I picked up speed, too. “And it’s getting louder and louder.”
“That would be evidence for my theory,” Khepri said, but he didn’t sound happy about it. “You see—”
“Is that Kiya?” I cut in. Up ahead, a small figure near the dung pit turned toward the zoo.
I shot ahead. By the time I reached the zoo archway, she was gone, but the gate to the zoo was open. I slipped through it.
Miu followed me. “Do you think she’s hiding here?”
“Must be,” I said. “I’ll track her down by scent. I’m good at that.” And it’s true, I am. Most of the time. But not when a stinky dung pit has knocked out my nose.
“I can barely smell anything,” I finally had to admit.
“I can’t, either,” Miu told me. “We’ll have to ask if anyone’s seen her.”
I glanced around at the cages. “Well, at least we’ve got lots of witnesses.” I turned toward the closest ones, the ibis and the lioness. “Hello again! We’re looking for a girl who—”
“They stole my baby!” the lioness wailed to me. “They stole him. And I’ll never see him again.”
“Serves you right!” the ibis screamed at her. “Your cubs ate my babies.”

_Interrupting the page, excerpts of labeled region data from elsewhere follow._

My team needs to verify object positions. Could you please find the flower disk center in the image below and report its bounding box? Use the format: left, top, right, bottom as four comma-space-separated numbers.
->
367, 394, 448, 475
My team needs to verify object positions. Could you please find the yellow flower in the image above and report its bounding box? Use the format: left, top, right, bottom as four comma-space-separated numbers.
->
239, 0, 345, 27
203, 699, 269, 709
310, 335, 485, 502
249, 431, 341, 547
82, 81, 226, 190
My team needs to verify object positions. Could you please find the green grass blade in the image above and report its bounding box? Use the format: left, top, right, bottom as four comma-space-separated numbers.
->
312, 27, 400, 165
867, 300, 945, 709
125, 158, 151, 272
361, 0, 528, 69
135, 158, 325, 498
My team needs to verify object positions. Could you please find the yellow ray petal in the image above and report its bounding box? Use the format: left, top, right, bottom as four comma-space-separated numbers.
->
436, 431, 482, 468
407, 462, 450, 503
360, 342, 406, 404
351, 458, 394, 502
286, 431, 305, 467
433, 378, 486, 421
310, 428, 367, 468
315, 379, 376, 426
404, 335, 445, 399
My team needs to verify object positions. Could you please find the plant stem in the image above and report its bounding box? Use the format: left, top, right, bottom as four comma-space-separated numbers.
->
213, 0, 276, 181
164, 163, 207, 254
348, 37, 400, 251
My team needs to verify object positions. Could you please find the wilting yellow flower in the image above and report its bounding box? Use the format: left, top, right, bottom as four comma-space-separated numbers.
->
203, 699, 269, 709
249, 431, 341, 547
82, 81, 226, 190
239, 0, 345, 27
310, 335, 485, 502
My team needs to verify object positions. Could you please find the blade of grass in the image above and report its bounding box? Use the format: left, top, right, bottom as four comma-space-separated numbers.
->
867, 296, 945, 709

“I’m sorry, but I’m on important business here,” I told them. “If you could answer the question—”
“You don’t understand,” the lioness moaned. “They stole him. They stole my baby. They took him to the storeroom an hour ago. When the babies go there, they never come back.”

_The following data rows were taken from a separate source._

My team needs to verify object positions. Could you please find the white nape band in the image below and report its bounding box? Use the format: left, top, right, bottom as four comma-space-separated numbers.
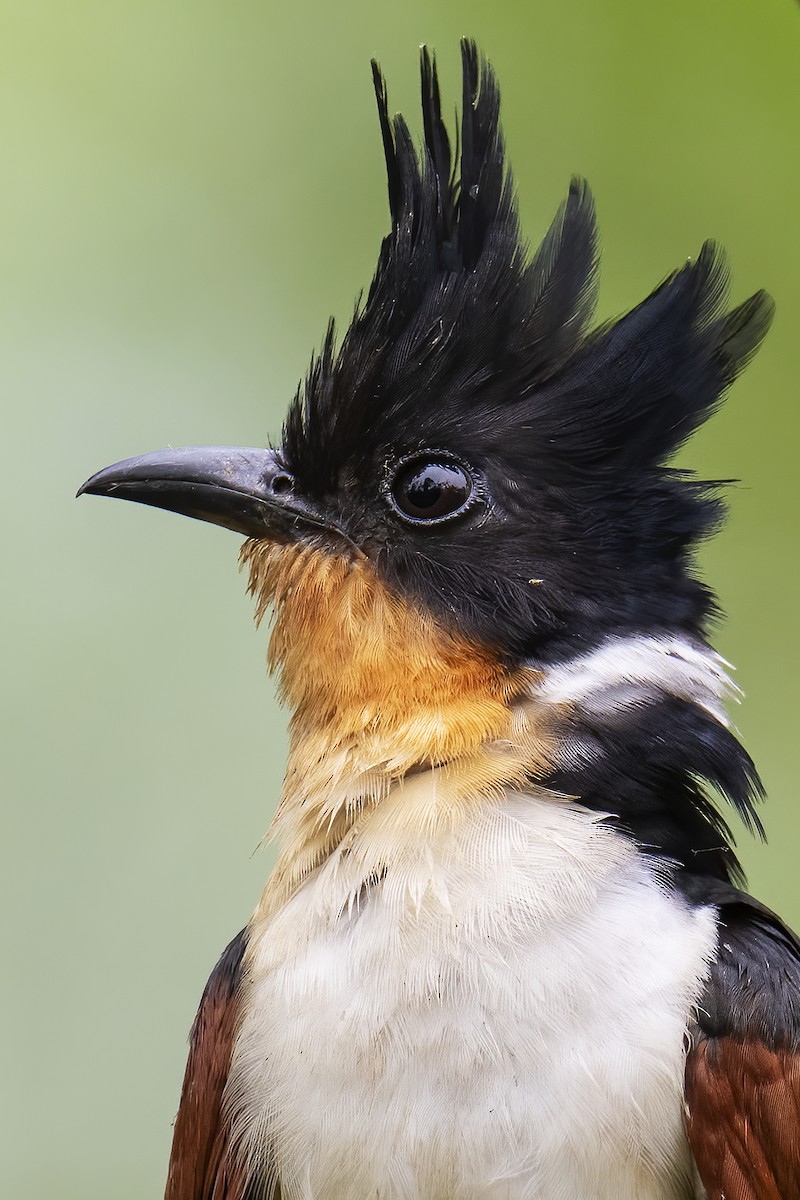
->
534, 635, 741, 726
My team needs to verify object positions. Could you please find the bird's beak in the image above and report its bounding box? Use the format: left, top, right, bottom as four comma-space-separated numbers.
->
78, 446, 335, 539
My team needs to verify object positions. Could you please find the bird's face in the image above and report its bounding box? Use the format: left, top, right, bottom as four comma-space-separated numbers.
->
77, 43, 771, 757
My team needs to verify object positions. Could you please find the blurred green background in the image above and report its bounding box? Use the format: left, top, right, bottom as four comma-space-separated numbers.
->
0, 0, 800, 1200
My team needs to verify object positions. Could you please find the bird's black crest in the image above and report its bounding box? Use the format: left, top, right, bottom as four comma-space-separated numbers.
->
283, 41, 772, 653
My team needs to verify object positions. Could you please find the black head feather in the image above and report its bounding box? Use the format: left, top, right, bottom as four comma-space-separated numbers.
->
282, 41, 772, 660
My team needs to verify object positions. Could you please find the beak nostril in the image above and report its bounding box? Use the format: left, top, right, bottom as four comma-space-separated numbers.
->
270, 470, 294, 496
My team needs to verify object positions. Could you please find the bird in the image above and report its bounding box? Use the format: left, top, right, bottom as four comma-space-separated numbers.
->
82, 40, 800, 1200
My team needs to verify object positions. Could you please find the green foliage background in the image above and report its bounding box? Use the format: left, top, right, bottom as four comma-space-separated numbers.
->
0, 0, 800, 1200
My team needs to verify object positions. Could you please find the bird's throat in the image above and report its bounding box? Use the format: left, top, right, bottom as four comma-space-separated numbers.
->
242, 540, 549, 890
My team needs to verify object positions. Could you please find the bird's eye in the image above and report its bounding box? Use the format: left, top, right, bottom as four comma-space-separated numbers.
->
390, 455, 475, 524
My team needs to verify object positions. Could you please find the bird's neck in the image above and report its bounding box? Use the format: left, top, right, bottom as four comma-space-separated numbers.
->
243, 542, 753, 905
245, 542, 549, 894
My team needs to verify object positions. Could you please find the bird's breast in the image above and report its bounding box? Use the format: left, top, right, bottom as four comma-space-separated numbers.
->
228, 776, 716, 1200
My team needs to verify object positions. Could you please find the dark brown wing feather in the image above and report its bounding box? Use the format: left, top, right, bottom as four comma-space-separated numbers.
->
164, 930, 262, 1200
686, 1037, 800, 1200
686, 886, 800, 1200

“They’re just looking after him,” Miu said gently. “He’s sick.”
“They stole him,” the lioness insisted. “They stole my baby.”
I rolled my eyes. “Look, nobody would steal your baby, lady. I mean, what use is a lion cub to anyone?”
The lioness swung her head around to me, and her claws sprang out. I was so close to the bars that she nearly took off my nose.
“Er…except to his mother, of course,” I babbled, backing away. “Useful thing, kids. That’s why I’m looking for one. Er, not mine, that is. Pharaoh’s daughter. Actually, I’m still looking for Pharaoh’s son, too. And the baby crocodile. Did I mention that I’m Pharaoh’s Cat?”
“I don’t care whose cat you are,” the lioness roared. “If you come any closer, you’re dead meat!”
Up by my ears, Khepri had been chittering away to himself. Now his legs hit my fur with a bounce. “That’s it! You’ve cracked the case, Ra!”
“I have?” I said. “Er…I mean…yes, I have. Of course.”
“I can’t believe I didn’t see it myself,” Khepri went on.
“That’s all right,” I told him. “Nobody cracks cases like me.”
I was about to ask how I’d cracked this one, but Khepri was shouting excitedly to Miu, “Now we know what happened to Dedi!”
“We do?” Miu said.
“Lead us out of here, Ra,” Khepri said to me. “We need to move now, before it’s too late.”
“But what about Kiya?” Miu asked.
“Dedi’s in more danger right now,” Khepri said. “Come on!”
I raced out of the zoo, not sure where we were going. But the moment we came out of the gate, I got a sinking feeling that I knew where Khepri was taking us. Make that a stinking feeling…
“Not the dung pit!” I gasped.
Thump, thump, THUMP. The sound was coming from deep inside the pit. And then it stopped, and there was a horrible gurgle.
“Uh-oh!” Khepri clutched my ear. “That’s what I was afraid of.”
“Dedi!” I flew at the pit cover, shouting his name. “Dedi, are you in there?”
“No!” Khepri cried. “Get back, Ra!”
CRUNCH! The pit cover splintered, then shattered.
I froze. The most humongous crocodile I’d ever seen was slithering out of the dung pit.